With a debt-to-revenue ratio of 312 percent, Greece is in dire straits till now. However, the debt-to-revenue ratio of the United States is 358 percent, according to Morgan Stanley. The Congressional Budget Office estimates that interest payments on the federal debt will rise from 9 percent of federal tax revenues to 20 percent in 2020, 36 percent in 2030, and 58 percent in 2040. Only America’s “exorbitant privilege” of being able to print the world's premier reserve currency gives it breathing space. But this very privilege is under mounting attack from the Chinese government (read: "In China’s Orbit", Niall Ferguson, December 1, 2010).

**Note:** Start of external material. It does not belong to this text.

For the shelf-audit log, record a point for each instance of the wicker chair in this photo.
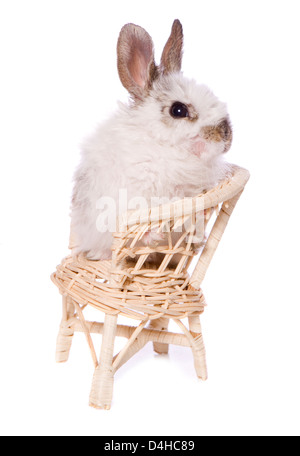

Economists claim that China has been under-cutting other countries by selling products below their production costs. But Chinese rulers are not fools who would sustain prolonged losses in selling “Made in China” products at below production costs. As discussed in my article, “The Hidden Cost of Imported Items and The Need to Redefine Modi Administration’s “Make in India” Policy” (read: The Hidden Cost of Imported Items and The Need to Redefine Modi Administration’s “Make in India” Policy", Susmit Kumar, January 7, 2017), a sticker price of 100 rupee “Made in China” may in fact cost 200 rupee to Indians. If a person in India purchases a "Made in China" commodity instead of "Made-in-India" commodity, then India loses not only a factory job but also indirectly associated jobs such as in schools, hospitals, and auto sector. Instead his purchase of the imported commodity creates such lost jobs in China.
Therefore, there is an urgent need for the Modi government to re-define its “Make in India” policy so that India can beat China in its own game and get rid of perennial trade deficits, on the way to becoming an economic super-power. I believe in the principle that a country should never import a mass consumption items otherwise it would be at the mercy of external factors which are beyond its control.